Les banques prudentes sur les crédits de fonctionnement accordés aux hôteliers

Conjoncture oblige, les découverts et facilités de trésorerie accordées aux hôtels sont rationnés. Les hôteliers auront du mal à  faire face à  leurs besoins en fonds de roulement entre juillet et août.

Avec la mauvaise passe que traverse le secteur touristique, l’activité des hôteliers est mise à rude épreuve. Les financements à court terme négociés par ces professionnels revêtent notamment une importance cruciale pour pouvoir se maintenir à flot en attendant de meilleurs jours. Or, les banques, en raison d’une propension bien naturelle à limiter leur exposition aux secteurs à risque, ne semblent pas leur faciliter la tâche. Elles sont, en effet, «beaucoup plus regardantes sur les facilités accordées», témoigne Abdellatif Kabbaj, PDG de Kenzi Hotels. «Depuis le début de l’année, les conditions de financement sont plus strictes», renchérit Mohamed Saïd Tahiri, DG de la Fédération nationale du tourisme (FNT). Dans ces conditions, M. Kabbaj évoque une catastrophe annoncée pour les mois de juillet-août, période durant laquelle les professionnels devront faire face à des besoins en fonds de roulement plus accrus. Côté banques, on se veut, pourtant, plus rassurant. «Il n’y a pas plus d’effort de vigilance sur l’hôtellerie que sur tout autre secteur», assure Rachid Agoumi, DGA de la Banque centrale populaire. «Les professionnels de ce secteur en temps normal sont des clients de choix et si leur activité est mise à rude épreuve, elle finira bien par se redresser», justifie M’Fadel El Hlaïssi, directeur général délégué en charge de la banque corporate à BMCE Bank, avant de reconnaître que certains clients du secteur ont bien vu leurs possibilités de découverts limitées.
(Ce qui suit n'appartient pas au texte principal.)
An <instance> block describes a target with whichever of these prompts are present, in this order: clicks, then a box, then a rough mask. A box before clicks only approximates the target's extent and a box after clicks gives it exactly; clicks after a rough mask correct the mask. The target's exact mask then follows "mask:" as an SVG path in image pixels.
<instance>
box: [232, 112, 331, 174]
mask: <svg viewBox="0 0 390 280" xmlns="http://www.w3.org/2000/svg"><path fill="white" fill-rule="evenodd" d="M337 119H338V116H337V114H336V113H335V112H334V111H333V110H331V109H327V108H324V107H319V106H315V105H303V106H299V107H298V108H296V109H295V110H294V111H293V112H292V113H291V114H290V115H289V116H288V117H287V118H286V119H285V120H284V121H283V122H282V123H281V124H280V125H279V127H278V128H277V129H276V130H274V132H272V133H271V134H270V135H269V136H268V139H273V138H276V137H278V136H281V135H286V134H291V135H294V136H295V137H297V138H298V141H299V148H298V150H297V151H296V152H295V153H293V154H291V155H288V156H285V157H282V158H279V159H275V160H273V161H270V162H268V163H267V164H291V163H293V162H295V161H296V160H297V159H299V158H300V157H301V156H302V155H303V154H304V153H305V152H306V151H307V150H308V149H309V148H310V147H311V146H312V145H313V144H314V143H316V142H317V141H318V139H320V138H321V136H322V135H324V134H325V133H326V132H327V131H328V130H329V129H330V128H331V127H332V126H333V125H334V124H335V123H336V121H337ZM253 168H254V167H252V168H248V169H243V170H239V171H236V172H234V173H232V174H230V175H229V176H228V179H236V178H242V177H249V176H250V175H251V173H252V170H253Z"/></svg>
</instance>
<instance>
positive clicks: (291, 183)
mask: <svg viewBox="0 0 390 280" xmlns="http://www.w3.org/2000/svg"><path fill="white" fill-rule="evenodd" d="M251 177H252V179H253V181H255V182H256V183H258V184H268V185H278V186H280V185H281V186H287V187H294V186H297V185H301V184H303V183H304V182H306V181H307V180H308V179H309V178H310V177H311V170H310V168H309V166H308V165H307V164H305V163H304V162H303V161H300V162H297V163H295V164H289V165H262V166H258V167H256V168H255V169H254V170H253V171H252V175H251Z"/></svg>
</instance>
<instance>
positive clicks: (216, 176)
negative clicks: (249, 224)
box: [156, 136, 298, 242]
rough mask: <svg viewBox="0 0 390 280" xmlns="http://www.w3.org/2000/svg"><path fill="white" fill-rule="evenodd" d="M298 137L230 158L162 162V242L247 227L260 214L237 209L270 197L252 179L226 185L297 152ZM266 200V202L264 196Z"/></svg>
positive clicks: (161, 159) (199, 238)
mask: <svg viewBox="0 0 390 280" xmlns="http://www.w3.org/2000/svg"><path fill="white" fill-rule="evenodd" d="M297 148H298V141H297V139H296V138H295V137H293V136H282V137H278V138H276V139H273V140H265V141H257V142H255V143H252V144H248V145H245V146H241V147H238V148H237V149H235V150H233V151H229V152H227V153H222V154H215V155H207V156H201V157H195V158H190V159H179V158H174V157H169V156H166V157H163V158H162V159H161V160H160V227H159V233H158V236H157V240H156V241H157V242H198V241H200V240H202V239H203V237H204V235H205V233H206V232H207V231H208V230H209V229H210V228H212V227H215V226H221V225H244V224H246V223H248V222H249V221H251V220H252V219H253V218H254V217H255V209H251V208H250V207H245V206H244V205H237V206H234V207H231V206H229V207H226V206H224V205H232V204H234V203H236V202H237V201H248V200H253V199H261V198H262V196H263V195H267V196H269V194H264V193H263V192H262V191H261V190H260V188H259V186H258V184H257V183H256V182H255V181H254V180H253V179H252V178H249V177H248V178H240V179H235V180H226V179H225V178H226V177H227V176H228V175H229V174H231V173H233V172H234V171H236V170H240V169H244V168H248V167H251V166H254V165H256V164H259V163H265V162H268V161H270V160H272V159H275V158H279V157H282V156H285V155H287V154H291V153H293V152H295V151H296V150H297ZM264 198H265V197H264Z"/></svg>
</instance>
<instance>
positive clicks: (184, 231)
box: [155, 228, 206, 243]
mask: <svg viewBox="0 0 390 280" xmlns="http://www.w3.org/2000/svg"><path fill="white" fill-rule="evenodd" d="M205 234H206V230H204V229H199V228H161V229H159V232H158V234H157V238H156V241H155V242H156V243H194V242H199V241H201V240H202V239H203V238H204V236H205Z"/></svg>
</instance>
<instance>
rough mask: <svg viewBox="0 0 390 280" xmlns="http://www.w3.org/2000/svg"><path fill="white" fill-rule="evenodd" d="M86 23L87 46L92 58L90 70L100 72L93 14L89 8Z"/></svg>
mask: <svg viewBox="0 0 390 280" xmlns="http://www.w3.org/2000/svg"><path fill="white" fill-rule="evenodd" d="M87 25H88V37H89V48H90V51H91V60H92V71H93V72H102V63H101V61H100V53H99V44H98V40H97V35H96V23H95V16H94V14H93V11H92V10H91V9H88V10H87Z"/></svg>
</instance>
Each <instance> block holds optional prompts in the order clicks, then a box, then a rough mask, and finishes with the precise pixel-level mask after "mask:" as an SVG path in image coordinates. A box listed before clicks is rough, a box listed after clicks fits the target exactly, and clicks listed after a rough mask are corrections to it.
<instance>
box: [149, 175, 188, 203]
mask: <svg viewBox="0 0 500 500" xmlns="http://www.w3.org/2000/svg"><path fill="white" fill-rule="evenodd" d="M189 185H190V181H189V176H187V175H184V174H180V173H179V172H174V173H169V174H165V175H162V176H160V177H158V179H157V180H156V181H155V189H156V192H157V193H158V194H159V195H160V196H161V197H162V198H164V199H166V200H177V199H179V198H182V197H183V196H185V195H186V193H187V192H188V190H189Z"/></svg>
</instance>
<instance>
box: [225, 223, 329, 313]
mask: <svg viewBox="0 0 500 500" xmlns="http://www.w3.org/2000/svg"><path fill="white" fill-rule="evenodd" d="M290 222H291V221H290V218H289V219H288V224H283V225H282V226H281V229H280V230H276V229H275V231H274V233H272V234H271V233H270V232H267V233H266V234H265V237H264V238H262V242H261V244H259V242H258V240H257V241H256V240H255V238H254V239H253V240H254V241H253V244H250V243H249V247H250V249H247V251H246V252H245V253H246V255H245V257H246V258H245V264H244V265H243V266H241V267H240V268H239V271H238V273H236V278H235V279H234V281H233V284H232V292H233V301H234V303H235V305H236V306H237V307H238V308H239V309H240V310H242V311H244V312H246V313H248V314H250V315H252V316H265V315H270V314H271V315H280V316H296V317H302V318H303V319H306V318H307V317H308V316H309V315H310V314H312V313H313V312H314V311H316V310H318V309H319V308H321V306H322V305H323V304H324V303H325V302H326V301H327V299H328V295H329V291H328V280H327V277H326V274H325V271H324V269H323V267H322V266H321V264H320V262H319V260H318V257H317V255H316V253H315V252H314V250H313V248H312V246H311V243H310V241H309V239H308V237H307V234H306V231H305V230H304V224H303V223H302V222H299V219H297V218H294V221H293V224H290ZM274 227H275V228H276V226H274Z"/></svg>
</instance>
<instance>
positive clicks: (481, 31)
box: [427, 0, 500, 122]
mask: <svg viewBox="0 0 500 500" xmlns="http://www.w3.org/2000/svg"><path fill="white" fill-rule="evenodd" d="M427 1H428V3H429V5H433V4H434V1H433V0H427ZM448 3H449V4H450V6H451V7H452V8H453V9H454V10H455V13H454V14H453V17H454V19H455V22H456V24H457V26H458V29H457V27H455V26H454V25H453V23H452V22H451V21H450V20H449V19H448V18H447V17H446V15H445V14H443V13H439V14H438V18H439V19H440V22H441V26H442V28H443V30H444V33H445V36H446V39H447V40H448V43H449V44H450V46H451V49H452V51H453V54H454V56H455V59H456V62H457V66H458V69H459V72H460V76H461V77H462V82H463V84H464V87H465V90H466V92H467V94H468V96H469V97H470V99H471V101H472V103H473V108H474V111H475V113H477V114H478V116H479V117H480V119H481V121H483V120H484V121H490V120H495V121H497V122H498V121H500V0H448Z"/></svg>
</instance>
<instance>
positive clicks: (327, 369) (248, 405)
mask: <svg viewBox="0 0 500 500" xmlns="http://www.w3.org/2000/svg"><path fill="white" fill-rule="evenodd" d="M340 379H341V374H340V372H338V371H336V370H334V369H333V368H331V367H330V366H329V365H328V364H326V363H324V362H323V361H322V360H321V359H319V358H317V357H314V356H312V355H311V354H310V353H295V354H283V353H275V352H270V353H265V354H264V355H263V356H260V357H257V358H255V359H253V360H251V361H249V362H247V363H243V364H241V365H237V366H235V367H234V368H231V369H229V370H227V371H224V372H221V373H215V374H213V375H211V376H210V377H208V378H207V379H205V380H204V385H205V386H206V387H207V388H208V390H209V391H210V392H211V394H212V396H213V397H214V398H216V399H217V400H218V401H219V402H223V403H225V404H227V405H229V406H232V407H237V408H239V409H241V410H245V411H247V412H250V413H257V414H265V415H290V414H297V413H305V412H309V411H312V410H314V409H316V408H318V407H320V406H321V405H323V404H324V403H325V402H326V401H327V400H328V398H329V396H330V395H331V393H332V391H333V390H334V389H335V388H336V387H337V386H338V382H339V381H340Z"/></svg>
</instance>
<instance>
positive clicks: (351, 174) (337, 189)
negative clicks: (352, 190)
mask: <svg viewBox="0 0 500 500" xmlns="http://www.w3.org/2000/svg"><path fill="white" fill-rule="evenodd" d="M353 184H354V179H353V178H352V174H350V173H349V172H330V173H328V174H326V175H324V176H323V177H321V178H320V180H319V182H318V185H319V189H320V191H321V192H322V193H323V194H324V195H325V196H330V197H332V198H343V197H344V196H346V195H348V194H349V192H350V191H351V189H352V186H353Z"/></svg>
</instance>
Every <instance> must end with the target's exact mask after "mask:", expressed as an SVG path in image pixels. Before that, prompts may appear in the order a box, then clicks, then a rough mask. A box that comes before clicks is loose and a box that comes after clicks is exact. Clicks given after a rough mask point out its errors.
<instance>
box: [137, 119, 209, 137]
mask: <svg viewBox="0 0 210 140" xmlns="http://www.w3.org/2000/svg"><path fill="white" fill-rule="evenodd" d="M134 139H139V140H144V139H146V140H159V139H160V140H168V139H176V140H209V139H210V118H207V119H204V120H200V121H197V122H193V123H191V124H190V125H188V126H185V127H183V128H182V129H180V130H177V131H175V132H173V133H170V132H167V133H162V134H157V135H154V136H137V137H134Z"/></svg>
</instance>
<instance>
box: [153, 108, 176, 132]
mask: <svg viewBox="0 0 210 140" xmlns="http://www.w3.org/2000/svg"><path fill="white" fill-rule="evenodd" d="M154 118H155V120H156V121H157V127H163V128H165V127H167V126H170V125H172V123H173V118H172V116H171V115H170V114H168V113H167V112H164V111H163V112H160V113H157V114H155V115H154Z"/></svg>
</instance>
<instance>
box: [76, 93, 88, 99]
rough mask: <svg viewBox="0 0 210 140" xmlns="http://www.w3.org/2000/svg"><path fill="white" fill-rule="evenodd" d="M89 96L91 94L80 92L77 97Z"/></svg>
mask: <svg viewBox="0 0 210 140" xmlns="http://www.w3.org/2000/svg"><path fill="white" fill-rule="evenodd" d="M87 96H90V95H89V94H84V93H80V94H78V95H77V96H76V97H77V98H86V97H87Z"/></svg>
Des garanties étatiques pour faciliter le financement à court terme

Et encore les hôtels sont bien mieux lotis en termes de financement que les investisseurs souhaitant réaliser de nouveaux projets même si ces derniers se font rares. Et en attendant que des demandes de financement soient formulées, les banquiers se disent en tout cas prêts «pour accompagner des investisseurs à la signature solide et présentant des garanties de commercialisation», spécifie M. El Hlaissi. En dehors de cette clientèle, les banques pratiquent une sélectivité assumée, autant en raison des multiples investissements avortés au sein du secteur que de sa nature très capitalistique, ou encore du fait des durées de financement souvent trop longues. Pourtant, la FNT milite pour un allongement de ces durées pour les porter jusqu’à 30 ans. En outre, elle est actuellement en concertation avec le département de tutelle pour trouver des solutions aux problèmes de financement du secteur, dont notamment l’extension des systèmes de garantie étatiques pour le financement du besoin en fonds de roulement.